If any questions or concerns, please feel free to leave a comment.
More UML statechart tips:
-  The UML spec: https://www.omg.org/spec/UML/2.5.1
-  https://www.w3.org/TR/scxml/
-  Related presentation: https://covemountainsoftware.com/wp-content/uploads/2016/08/event-driven-software-and-statecharts.pdf
-  GPL or commercial solution: https://www.state-machine.com/
-  Qt’s statemachine: https://doc.qt.io/qt-5/statemachine-api.html
-  “Practical UML Statecharts in C/C++”, 2nd Edition, by Miro Samek, https://amzn.to/2uaSFH7
Photo by Sam Dan Truong on Unsplash
This fix presupposes you have a constraint that all states will actually adjust the shared resource to the appropriate value for the new state on entry. In large systems projects, that feels like a hard constraint to impose especially as multiple states may be implemented by different people. It feels safer for someone developing the behavior of a particular state to always assume they are required to “clean up” their use of any shared resources.
Am I right in thinking that the implementation solution to this issue is to have some inherited behavior for all states that sets the resource to a “normal” state and have any state that needs to do something different than “normal” on entry override this behavior?
I think even in a large system  I would personally prefer avoiding the unnecessary CPU overhead involved in modifying a common resource in an exit-state handler, especially when it is likely (required in this example) that the next state’s entry-state handler will also modify the same resource. This would negatively impact CPU usage and code size, attributes that are of particular concern to the firmware and embedded software domains.

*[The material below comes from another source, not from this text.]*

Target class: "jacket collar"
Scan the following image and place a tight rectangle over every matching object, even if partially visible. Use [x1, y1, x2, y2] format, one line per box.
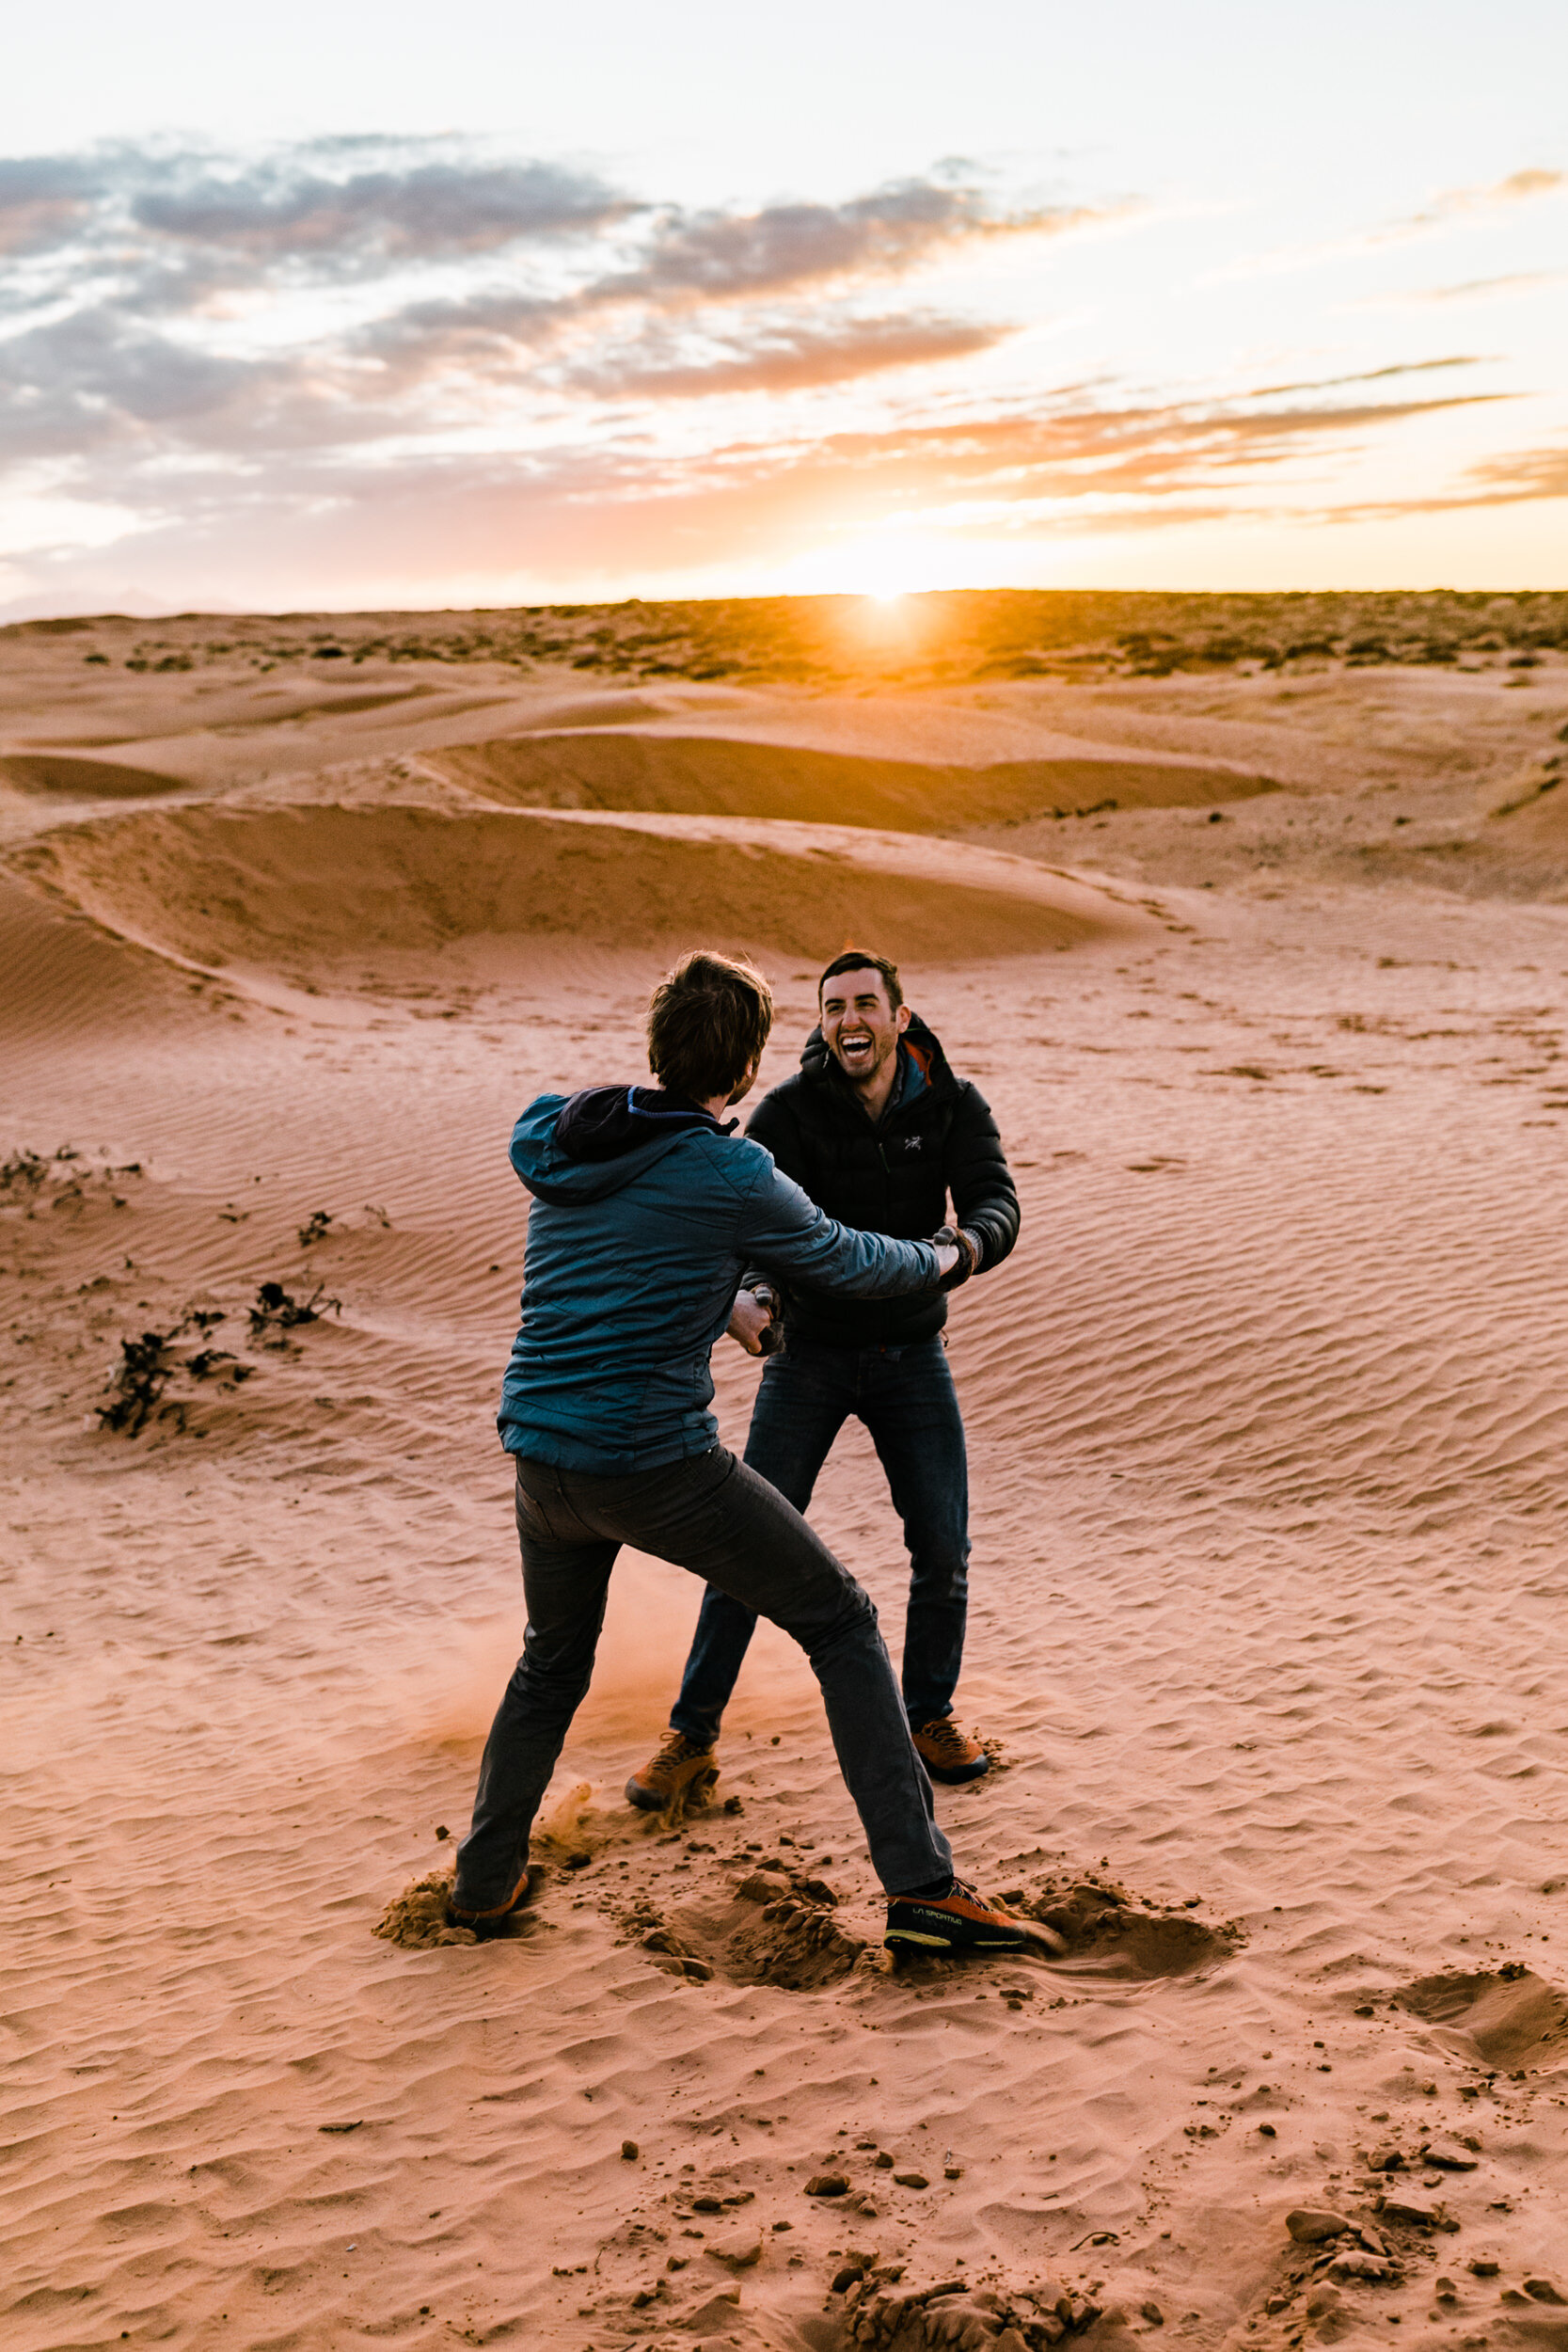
[554, 1085, 736, 1162]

That being said, I can certainly imagine situations where the system must guarantee all clean-up behavior for safety or absolute correctness reasons. This would then be dependent on the particulars of the system. Furthermore, I could imagine a system where the example bug I describe could be considered, in and of itself, a safety flaw (i.e. if LED indicators briefly flashed “normal” as the system was transitioning to an error state, this would likely be considered a serious flaw in a safety environment).
To your second question: Yes, if we wanted to guarantee this clean-up behavior (in an OO environment ) a particular approach would be to create an appropriate base class with the desired guaranteed behavior, and then direct the software engineering team to derive from that class (when appropriate).
Thank you for the question, it certainly demonstrates why I said to “be wary of”, rather than declaring it an absolute rule.
 I would perhaps define ‘large’ as a system where a single state-machine (active object, HSM) is being modified and maintained by more than 5 people, which probably implies at least 50 to 100 states. Systems this large often use formal UML modeling tools and associated code generation, which would perhaps then further alleviate the concern (while creating new concerns…).
 In an OO environment where each state is also a class. An example is Qt’s QState: https://doc.qt.io/qt-5/qstate.html. In other more “C like” state-machine environments, common clean up utility functions may be required, which would then not give us the guarantee as developers would need to remember to add that common code to their exit-state handlers.